Garanča triomfeert in nieuwe Favorite
Voor het eerst sinds vele decennia staat Gaetano Donizetti’s opera La Favorite weer op het speelplan van de Bayerische Staatsoper. De productie is op maat gemaakt voor Elīna Garanča. De sterzangeres beleefde maandag dan ook een triomf. Iets wat bepaald niet gold voor de teleurstellende, bij wijlen irriterende enscenering van Amélie Niermeyer.
Amélie Niermeyer brengt Donizetti’s tragedie over de liefde tussen de novice Fernand en Léonor de Guzman, de minnares van de Castiliaanse koning Alphonse, als een verhaal over twee mensen die hun dromen en verlangens niet in overeenstemming kunnen brengen met hun gebruiken, starre conventies en morele waarden. In theorie een juist en interessant uitgangspunt, maar de uitwerking van Niermeyer en haar team is niet overtuigend en botst vaak met Donizetti’s muziek en het libretto.
Decorontwerper Alexander Müller-Elmau heeft negen lelijke, verschuifbare vakwerkmasten op het toneel gezet, die niettemin functioneel zijn voor vloeiende scènewissels. Door lichteffecten (ontwerp: Michael Bauer) wordt in het binnenste van de torens telkens een droomwereld getoond met bomen, Madonnabeelden en een gekruisigde Christus, waarna steeds weer teruggeschakeld wordt naar de harde, koude realiteit die de protagonisten geen uitweg biedt.
Dit concept wordt echter direct in de eerste akte al niet meer consequent vastgehouden. Waarom wordt daar al het tweede toneelbeeld – de idyllische kust van een eiland – opgevoerd, in een troosteloze en niet te definiëren omgeving?
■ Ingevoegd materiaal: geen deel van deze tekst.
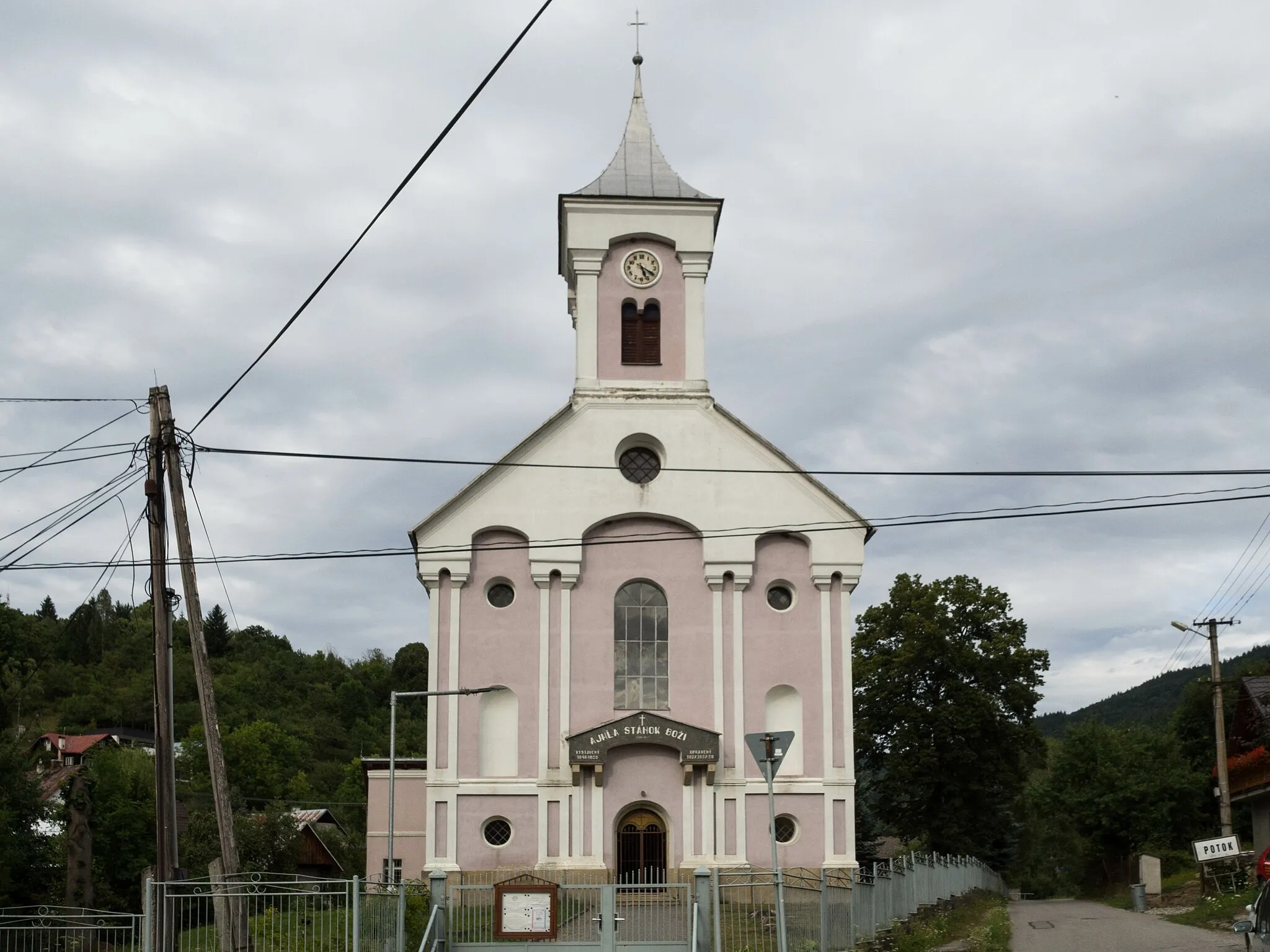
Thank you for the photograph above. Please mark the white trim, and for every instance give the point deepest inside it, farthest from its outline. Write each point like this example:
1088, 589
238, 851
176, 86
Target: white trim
717, 609
566, 673
453, 743
544, 676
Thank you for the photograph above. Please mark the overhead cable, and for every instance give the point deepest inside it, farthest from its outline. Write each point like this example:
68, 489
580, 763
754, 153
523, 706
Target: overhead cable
653, 537
505, 464
411, 174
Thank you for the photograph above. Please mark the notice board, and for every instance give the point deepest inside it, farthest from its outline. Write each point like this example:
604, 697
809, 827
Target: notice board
525, 910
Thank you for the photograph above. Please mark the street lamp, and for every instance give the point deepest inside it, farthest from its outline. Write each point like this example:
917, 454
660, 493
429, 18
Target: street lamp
393, 697
1223, 778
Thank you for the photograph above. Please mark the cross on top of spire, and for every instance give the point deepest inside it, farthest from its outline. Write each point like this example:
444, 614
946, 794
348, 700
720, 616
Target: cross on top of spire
637, 23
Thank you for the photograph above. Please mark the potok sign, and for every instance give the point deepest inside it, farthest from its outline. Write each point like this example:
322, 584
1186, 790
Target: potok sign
1221, 848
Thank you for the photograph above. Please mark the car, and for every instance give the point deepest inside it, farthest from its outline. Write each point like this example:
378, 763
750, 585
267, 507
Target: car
1256, 926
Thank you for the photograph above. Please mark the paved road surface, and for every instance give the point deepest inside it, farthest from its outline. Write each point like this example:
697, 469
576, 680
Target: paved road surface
1093, 927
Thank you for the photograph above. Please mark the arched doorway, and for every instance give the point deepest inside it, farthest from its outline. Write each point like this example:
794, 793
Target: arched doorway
642, 847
Telkens weer bedient de regisseur zich van volstrekt uitwisselbare ideeën, die niet alleen versleten overkomen, maar ook tegen de muziek ingaan. Zo zijn het hyperactieve gebaren van het koor in de trouwscène en het ongemotiveerde rondslepen van houten stoelen door de koorzangers niet alleen vermoeiend om te zien, maar ook hinderlijk voor het muzikale verloop van de voorstelling.
Een dieptepunt in de uitvoering vormt de enscenering van het ballet. In een bizarre, slapstickachtige scène kijken Léonor en koning Alphonse naar een bioscoopvertoning, waarbij de koning zijn slechtgehumeurde minnares meerdere malen begerig betast, tot die hem uiteindelijk hardop uitlacht…
Ook de actualisering van het oorspronkelijk in de veertiende eeuw geplaatste verhaal neemt veel van de geloofwaardigheid weg. Welke heerser of monarch in de 21ste eeuw laat zich door een vertegenwoordiger van de kerk voorschrijven met welke vrouw hij mag trouwen, zoals prior Balthasar in dit werk tegenover koning Alphonse doet?
Pas in de slotscène – na een lange, vermoeiende avond – lukt het de regisseur om een ontroerend toneelbeeld met grote atmosferische dichtheid te creëren. Léonor blaast op een lege, zwarte bühne haar laatste adem uit, omgeven door ontelbare graflichtjes.
Dat de scène zo ontroerend uitpakt, ligt niet in de laatste plaats aan de overrompelende interpretatie van Elīna Garanča, die met haar sterven een kroon zet op haar meeslepende vertolking. Ondanks de onderkoelde productie om haar heen weet Garanča de hele avond vocaal en theatraal te gloeien. Haar mezzosopraan werkt in alle registers optimaal en heeft de afgelopen jaren duidelijk aan warmte en volume gewonnen. Tegelijk is haar stem flexibel genoeg gebleven om ook in de coloratuurrijke passages te schitteren. Zo maakt ze haar centrale aria ‘Oh mon Fernand’ (met de gevreesde cabaletta) tot een bejubeld hoogtepunt van de avond.
Garanča harmonieert optimaal met haar tenorpartner Matthew Polenzani, die met zijn enigszins eendimensionale tenor de avond wat voorzichtig begint, maar na de pauze in grote vorm verkeert. Zijn razende toorn over het vermeende verraad van zijn geliefde drukt hij op prachtige wijze uit, terwijl zijn immense verdriet in de aria ‘Ange si pure’ treffend en authentiek tot klinken komt, met veel gejuich tot gevolg.
Met elegant gefocuste maar enigszins ongecultiveerde bariton geeft Mariusz Kwiecień de koning gestalte. Hij speelt de door de regisseur uitgedachte rol – een narcistische oligarch – met volle overgave.
Opvallend is verder Mika Kares als Balthazar. Hij zingt de prior van het klooster in Santiago de Compostela met vloeiende, warme bas. Zijn vertolking heeft zowel autoriteit als vaderlijk medeleven. Op het hoogste niveau completeren Elsa Benoît (Inès) en Joshua Owen Mills (Don Gaspard) het zangersensemble.
Op de bok voor het Bayerische Staatsorchester plooit Karel Mark Chichon zich geheel naar de muzikale behoeften van de zangers, en dan in het bijzonder naar die van zijn echtgenote Elina Garanča, met wie hij duidelijk een nauwe artistieke band heeft. Zijn ferme directie zou hier en daar wel van een wat rustiger aanpak kunnen profiteren, om de talrijke lyrische, kwetsbare momenten uit Donizetti’s muziek beter uit te nutten.
Het publiek was duidelijk geraakt door de zangers en gaf aan het einde van deze derde voorstelling uit de premièrereeks een lang aanhoudend applaus.